East Africa—Trade and Investment Hub

Client: U.S. Agency for International Development

Duration: 2014-2019

Region: Sub-Saharan Africa

Country: Regional

Solutions: Economic Growth

Growth in Burundi, Ethiopia, Kenya, Madagascar, Mauritius, Rwanda, Tanzania, and Uganda has been robust but uneven, with millions of people left behind in poverty. Women, youth, smallholder farmers, and the poor are not fully represented in policy making or implementation nor integrated into the wider economic community.

The East Africa Trade and Investment Hub was the U.S. Government’s flagship project under the presidential Trade Africa initiative, which works to increase U.S.-Africa trade and investment, regional integration, and competitiveness. The Hub assisted the region’s private sector to engage with the government in finding practical solutions to constraints to trade and investment. The team also built awareness around opportunities for African and U.S. firms to increase trade, expand business partnerships, and invest in East Africa.

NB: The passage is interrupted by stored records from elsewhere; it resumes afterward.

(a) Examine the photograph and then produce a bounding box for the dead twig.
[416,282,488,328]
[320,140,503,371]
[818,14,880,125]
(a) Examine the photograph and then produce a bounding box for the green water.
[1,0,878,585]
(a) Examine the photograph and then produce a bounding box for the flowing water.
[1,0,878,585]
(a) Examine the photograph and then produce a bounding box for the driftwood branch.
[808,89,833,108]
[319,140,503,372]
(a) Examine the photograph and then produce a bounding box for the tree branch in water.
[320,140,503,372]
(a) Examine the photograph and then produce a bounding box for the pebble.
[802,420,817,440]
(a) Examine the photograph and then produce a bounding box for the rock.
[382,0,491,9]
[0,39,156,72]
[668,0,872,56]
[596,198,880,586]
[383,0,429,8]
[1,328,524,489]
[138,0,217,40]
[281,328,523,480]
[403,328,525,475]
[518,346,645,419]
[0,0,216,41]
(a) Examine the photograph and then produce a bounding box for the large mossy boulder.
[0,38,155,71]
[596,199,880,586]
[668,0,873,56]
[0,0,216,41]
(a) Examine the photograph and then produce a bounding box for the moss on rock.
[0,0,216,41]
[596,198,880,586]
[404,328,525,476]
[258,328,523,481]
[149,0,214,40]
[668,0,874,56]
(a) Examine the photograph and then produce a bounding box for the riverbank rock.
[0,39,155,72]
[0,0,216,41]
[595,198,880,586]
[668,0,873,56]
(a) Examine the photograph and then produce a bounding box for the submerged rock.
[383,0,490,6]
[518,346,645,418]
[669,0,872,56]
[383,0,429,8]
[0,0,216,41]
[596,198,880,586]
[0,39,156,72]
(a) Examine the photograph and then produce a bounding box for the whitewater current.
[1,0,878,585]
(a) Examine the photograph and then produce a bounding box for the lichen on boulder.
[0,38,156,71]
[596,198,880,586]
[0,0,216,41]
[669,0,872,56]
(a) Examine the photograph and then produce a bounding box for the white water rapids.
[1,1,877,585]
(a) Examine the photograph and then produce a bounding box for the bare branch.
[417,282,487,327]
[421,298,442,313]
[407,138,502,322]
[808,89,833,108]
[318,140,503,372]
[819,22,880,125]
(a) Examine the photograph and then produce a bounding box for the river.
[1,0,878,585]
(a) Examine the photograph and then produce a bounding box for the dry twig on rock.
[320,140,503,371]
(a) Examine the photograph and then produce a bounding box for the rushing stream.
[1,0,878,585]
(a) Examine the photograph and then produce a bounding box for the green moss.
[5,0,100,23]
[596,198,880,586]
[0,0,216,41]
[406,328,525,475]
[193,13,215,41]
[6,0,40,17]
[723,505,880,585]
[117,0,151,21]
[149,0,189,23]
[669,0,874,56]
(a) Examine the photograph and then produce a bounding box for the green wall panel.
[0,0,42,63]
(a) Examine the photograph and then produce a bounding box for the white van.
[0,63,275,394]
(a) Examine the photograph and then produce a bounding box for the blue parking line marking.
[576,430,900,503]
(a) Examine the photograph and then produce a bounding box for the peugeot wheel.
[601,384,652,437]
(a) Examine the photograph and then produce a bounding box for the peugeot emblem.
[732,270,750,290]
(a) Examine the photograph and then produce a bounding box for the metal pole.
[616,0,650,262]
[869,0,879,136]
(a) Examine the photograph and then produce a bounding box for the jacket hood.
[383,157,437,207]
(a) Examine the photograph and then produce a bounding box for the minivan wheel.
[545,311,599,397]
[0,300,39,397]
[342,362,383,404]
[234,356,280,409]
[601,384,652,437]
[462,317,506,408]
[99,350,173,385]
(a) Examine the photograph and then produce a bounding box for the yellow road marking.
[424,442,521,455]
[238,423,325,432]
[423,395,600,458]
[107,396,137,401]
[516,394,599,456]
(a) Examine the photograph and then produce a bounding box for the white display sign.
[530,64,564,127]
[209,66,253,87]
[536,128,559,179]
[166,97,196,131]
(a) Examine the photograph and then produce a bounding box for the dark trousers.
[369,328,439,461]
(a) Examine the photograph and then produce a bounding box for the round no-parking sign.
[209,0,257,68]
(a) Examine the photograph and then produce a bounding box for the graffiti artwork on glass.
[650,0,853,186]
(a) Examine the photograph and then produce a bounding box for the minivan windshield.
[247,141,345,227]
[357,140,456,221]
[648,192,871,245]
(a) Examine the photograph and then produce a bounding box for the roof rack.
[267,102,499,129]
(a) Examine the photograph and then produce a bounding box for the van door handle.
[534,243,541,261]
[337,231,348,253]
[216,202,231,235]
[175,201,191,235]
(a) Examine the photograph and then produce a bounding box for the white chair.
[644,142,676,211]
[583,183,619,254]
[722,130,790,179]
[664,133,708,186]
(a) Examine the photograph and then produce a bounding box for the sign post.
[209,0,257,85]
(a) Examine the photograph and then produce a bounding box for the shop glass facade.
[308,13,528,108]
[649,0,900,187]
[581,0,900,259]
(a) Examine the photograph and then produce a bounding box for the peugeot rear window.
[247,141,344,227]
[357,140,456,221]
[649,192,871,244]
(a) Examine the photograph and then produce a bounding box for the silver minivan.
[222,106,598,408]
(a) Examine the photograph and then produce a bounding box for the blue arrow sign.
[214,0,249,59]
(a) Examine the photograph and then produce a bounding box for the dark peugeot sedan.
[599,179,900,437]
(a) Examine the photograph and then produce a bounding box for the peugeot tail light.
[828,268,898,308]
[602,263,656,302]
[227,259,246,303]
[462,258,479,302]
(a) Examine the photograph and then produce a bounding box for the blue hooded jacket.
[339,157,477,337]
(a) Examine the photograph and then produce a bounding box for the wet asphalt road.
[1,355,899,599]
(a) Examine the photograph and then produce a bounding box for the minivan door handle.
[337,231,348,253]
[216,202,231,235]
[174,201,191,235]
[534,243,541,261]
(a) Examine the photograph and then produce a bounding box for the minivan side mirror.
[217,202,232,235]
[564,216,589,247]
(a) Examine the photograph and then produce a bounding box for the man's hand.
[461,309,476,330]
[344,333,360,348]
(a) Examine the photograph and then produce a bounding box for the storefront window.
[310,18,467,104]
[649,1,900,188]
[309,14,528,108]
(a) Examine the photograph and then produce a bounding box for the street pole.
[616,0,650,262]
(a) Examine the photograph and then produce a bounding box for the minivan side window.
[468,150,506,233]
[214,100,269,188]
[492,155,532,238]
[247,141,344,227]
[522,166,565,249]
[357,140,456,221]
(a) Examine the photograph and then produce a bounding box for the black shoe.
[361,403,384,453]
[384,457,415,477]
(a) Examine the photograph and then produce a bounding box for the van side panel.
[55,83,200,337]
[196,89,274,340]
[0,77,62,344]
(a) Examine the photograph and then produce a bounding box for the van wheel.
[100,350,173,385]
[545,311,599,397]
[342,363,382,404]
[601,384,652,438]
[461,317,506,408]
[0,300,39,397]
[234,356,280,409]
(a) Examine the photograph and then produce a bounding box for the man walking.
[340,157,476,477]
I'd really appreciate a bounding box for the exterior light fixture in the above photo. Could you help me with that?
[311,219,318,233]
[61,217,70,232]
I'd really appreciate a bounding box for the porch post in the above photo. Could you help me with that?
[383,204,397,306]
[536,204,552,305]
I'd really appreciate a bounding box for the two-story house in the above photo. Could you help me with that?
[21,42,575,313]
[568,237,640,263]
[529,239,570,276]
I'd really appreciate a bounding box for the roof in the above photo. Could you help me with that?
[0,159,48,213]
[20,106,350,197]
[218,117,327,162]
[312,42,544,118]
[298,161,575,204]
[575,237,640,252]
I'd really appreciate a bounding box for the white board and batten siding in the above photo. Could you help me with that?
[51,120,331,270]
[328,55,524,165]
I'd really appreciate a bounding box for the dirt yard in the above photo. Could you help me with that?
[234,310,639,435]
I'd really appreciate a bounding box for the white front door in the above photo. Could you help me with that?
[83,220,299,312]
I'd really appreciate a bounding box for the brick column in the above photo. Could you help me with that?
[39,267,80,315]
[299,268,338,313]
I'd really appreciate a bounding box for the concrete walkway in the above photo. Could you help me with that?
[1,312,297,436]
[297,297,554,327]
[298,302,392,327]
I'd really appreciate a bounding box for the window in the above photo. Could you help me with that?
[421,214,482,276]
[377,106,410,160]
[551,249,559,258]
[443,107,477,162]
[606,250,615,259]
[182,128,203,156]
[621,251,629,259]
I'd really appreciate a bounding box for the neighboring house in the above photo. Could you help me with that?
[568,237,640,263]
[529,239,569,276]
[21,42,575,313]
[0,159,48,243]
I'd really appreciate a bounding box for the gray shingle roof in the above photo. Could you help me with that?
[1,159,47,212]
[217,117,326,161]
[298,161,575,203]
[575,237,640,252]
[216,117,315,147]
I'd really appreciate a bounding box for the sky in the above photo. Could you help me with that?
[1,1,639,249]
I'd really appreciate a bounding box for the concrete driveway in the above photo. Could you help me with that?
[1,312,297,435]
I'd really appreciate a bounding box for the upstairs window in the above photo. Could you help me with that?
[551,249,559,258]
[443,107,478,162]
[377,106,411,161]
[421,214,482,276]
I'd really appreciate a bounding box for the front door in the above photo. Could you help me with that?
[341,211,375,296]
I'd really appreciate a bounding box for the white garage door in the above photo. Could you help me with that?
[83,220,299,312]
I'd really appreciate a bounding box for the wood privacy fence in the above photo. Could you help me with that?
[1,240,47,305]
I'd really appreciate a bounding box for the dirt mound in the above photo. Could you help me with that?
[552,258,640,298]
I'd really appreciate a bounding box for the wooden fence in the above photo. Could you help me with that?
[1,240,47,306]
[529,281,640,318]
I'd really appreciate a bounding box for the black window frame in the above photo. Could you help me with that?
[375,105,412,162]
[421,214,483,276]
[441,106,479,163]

Watch this video of Kanini Mutooni, the director for investment at the East Africa Trade and Investment Hub, to see how the project worked:

Sample Activities

  • Improve the policy environment for East African Community integration, trade, and investment.
  • Bolster regional trade in staple foods.
  • Improve information flows and promote the use of available global technology.
  • Promote intra-regional trade and export trade, particularly under the African Growth and Opportunity Act.

Select Results

  • Facilitated Eastern Africa Grain Council forum, where 58 contracts were signed to sell 279,000 metric tons of Ethiopian food grain surplus to neighboring East African countries with food shortages; total value of contracts was $93 million.
  • Brokered partnership with American Apparel and Footwear Association, which represents more than 1,000 brands generating $361 billion in annual U.S. retail sales, to address constraints to competitiveness and expansion of the industry in East Africa while creating jobs in East Africa and the United States.
  • Supported $249 million in exports through the African Growth and Opportunity Act (AGOA).
  • Facilitated $56.2 million of new private sector investment and more than 1,700 buyer-seller export linkages.
  • Created more than 38,000 new full- and part-time jobs.
  • Supported more than 700 food security producers and organizations.
  • Assisted in drafting four policy and regulatory reforms.
  • Provided export capacity-building assistance to more than 1,200 firms.
  • Facilitated $186 million in grain contracts between African food surplus countries and countries in need.